Metadata-Version: 2.4
Name: abersetz
Version: 1.0.17
Project-URL: Documentation, https://github.com/twardoch/abersetz#readme
Project-URL: Issues, https://github.com/twardoch/abersetz/issues
Project-URL: Source, https://github.com/twardoch/abersetz
Author-email: Adam Twardoch <adam+github@twardoch.com>
License: MIT
License-File: LICENSE
Requires-Python: >=3.10
Requires-Dist: deep-translator>=1.11
Requires-Dist: fire>=0.5
Requires-Dist: httpx>=0.25
Requires-Dist: langcodes>=3.4
Requires-Dist: loguru>=0.7
Requires-Dist: platformdirs>=4.3
Requires-Dist: rich>=13.9
Requires-Dist: semantic-text-splitter>=0.7
Requires-Dist: tenacity>=8.4
Requires-Dist: tomli-w>=1.0
Requires-Dist: tomli>=2.0; python_version < '3.11'
Requires-Dist: translators>=5.9
Description-Content-Type: text/markdown

---
this_file: README.md
---
# abersetz

Minimalist file translator that reuses proven machine translation engines while keeping configuration portable and repeatable.
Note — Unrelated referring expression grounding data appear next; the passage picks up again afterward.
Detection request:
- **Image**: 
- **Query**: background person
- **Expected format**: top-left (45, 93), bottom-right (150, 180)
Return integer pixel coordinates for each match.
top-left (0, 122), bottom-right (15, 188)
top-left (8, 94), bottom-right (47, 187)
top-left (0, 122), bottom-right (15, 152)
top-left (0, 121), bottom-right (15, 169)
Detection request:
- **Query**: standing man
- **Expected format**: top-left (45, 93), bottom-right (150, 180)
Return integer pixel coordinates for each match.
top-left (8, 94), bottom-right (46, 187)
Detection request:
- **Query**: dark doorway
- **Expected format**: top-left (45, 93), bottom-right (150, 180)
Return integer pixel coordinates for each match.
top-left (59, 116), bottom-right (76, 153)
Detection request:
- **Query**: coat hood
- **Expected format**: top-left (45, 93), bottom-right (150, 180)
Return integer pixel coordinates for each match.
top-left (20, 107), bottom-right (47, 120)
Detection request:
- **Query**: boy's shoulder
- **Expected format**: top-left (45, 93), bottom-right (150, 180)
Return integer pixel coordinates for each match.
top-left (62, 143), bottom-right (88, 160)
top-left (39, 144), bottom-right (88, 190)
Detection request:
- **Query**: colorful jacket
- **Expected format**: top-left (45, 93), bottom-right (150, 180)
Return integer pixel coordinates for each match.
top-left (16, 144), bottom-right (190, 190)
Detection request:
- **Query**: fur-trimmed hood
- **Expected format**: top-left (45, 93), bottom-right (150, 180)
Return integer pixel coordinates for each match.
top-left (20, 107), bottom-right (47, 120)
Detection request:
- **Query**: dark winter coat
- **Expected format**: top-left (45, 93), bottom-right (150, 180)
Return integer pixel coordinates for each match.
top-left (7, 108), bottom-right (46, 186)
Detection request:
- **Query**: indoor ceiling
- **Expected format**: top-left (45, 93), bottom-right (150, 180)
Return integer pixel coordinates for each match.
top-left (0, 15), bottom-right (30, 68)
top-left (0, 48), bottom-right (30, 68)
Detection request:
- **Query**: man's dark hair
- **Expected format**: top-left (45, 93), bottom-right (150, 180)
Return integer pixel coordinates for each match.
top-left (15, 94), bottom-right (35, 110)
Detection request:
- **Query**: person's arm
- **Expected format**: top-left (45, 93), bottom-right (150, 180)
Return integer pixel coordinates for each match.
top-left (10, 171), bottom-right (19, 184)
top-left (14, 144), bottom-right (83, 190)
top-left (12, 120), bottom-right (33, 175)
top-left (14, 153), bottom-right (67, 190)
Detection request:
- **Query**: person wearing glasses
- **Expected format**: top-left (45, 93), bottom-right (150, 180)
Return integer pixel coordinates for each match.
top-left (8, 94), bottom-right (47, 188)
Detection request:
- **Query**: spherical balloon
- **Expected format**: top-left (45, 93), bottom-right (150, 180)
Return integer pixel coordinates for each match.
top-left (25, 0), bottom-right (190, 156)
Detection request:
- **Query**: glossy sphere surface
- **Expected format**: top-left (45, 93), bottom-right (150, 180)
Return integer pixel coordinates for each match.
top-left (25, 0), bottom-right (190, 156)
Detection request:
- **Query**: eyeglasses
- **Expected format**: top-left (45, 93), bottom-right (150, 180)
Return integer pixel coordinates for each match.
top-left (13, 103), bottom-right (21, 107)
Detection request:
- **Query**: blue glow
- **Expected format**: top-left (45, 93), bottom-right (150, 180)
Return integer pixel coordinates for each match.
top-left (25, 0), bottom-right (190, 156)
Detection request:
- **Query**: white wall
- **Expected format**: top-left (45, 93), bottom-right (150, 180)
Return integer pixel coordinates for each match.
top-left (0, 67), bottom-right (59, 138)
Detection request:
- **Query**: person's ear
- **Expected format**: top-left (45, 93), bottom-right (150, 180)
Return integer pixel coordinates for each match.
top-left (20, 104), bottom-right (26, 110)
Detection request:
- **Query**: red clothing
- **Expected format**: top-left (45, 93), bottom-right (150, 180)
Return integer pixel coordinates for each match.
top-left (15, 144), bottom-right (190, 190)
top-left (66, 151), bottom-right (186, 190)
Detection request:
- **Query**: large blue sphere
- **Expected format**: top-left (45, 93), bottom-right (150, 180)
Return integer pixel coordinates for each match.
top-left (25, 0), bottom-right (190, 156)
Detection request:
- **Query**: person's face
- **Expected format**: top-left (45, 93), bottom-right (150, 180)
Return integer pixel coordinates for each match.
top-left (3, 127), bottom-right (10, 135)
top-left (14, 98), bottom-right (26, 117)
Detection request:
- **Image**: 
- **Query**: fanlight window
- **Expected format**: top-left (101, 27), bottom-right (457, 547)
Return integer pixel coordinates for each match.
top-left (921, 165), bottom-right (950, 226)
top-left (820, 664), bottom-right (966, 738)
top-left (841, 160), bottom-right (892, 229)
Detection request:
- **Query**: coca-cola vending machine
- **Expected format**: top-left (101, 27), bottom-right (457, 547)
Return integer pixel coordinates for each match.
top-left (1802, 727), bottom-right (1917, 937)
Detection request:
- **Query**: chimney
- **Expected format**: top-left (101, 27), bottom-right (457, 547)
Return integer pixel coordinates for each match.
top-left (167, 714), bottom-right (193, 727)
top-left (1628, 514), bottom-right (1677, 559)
The tool walks through a simple locate → chunk → translate → merge pipeline and exposes both a Python API and a `fire`-powered CLI.

## Why abersetz?
- Focuses on translating files, not single strings.
- Reuses stable engines from `translators` and `deep-translator`, plus pluggable LLM-based engines for consistent terminology.
- Persists engine preferences and API secrets with `platformdirs`, supporting either raw values or the environment variable that stores them.
- Shares voc between chunks so long documents stay consistent.
- Keeps a lean codebase: no custom infrastructure, just clear building blocks.

## Key Features
- Recursive file discovery with include/xclude filters.
- Automatic HTML vs. plain-text detection to preserve markup when possible.
- Semantic chunking via `semantic-text-splitter`, with configurable lengths per engine.
- voc-aware translation pipeline that merges `<voc>` JSON emitted by LLM engines.
- Offline-friendly dry-run mode for testing and demos.
- Optional voc sidecar files when `--save-voc` is set.

## Installation
```bash
pip install abersetz
```

## Quick Start

### First-time Setup
```bash
# Automatically discover and configure available translation services
abersetz setup
```

This will scan your environment for API keys, test endpoints, and create an optimized configuration.

### Basic Translation
```bash
# Using the main CLI
abersetz tr pl ./docs --engine translators/google --output ./build/pl

# Or using the shorthand command
abtr pl ./docs --engine translators/google --output ./build/pl
```

### CLI Options (preview)
- `to_lang`: first positional argument selecting the target language.
- `--from-lang`: source language (defaults to `auto`).
- `--engine`: one of
  - `translators/<provider>` (e.g. `translators/google`)
  - `deep-translator/<provider>` (e.g. `deep-translator/deepl`)
  - `hysf`
  - `ullm/<profile>` where profiles are defined in config.
- `--recurse/--no-recurse`: recurse into subdirectories (defaults to on).
- `--write_over`: replace input files instead of writing to output dir.
- `--save-voc`: drop merged voc JSON next to each translated file.
- `--chunk-size` / `--html-chunk-size`: override default chunk lengths.
- `--verbose`: enable debug logging via loguru.

## Configuration
`abersetz` stores runtime configuration under the user config path determined by `platformdirs`. The config file keeps:
- Global defaults (engine, languages, chunk sizes).
- Engine-specific settings (API endpoints, retry policies, HTML behaviour).
- Credential entries, each allowing either `{ "env": "ENV_NAME" }` or `{ "value": "actual-secret" }`.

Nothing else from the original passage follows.